No to żeś narobil apetytuale przynajmniej pomysl mam
23 stycznia 2018 15:08 / 4 osobom podoba się ten post
W kuchni moi drodzy liczy sie kreatywność:)Jak nigdzie indziej:)Dziś w ramach warsztatów kreatywności kulinarnej właśnie, upichciłam sobie coś jakby zapiekankę czy paellę.Zostało mi wczoraj trochę całych ziemniaków z obiadu,za mało na solowe pożarcie.Wrzuciłam więc na patelnię do obsmażenia,do tego kiełbaski te białe,bawarskie,cienkie.W drugim garnczku poddusiłam sobie cebulkę z czerwoną papryką i dorzuciłam do tych ziemniaków,jeszcze poddusiłam,odparowałam,dosmaczyłam i na talerzu posypałam startym żółtym serem.Było zajesmaczne:):):):) I nic się nie zmarnowało:):):)

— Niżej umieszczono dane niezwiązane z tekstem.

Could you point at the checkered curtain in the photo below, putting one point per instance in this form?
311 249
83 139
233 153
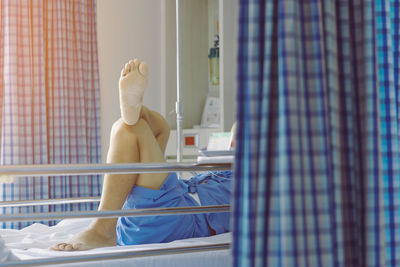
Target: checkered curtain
318 156
49 98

23 stycznia 2018 15:14 / 3 osobom podoba się ten post
Sznycle w białym sosie z Bofrost , piure, zielona fasolka . Babcia lubi Bofrosta to niech je, ja tez od czasu do czasu ale bardziej coś ziemniaczanego lub ciuciu .

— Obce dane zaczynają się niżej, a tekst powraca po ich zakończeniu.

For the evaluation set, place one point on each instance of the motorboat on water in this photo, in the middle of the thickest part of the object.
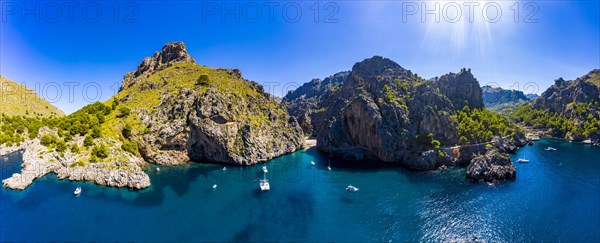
(351, 188)
(264, 183)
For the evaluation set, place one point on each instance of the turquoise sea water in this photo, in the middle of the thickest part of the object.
(556, 197)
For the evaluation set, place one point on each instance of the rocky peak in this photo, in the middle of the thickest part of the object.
(373, 67)
(461, 87)
(557, 97)
(171, 53)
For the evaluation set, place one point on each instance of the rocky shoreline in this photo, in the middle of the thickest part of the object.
(37, 162)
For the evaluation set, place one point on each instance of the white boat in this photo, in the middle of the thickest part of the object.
(264, 183)
(351, 188)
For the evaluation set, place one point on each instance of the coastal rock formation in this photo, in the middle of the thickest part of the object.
(381, 108)
(172, 53)
(303, 102)
(495, 96)
(39, 161)
(492, 166)
(170, 111)
(558, 96)
(461, 88)
(207, 115)
(569, 109)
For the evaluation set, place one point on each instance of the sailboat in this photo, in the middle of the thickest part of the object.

23 stycznia 2018 15:14 / 1 osobie podoba się ten post
kasia63

W kuchni moi drodzy liczy sie kreatywność:)Jak nigdzie indziej:)Dziś w ramach warsztatów kreatywności kulinarnej właśnie, upichciłam sobie coś jakby zapiekankę czy paellę.Zostało mi wczoraj trochę całych ziemniaków z obiadu,za mało na solowe pożarcie.Wrzuciłam więc na patelnię do obsmażenia,do tego kiełbaski te białe,bawarskie,cienkie.W drugim garnczku poddusiłam sobie cebulkę z czerwoną papryką i dorzuciłam do tych ziemniaków,jeszcze poddusiłam,odparowałam,dosmaczyłam i na talerzu posypałam startym żółtym serem.Było zajesmaczne:):):):) I nic się nie zmarnowało:):):)

Kniecznie trzeba temu nadać nazwę. Nie może bezimienne być przeca.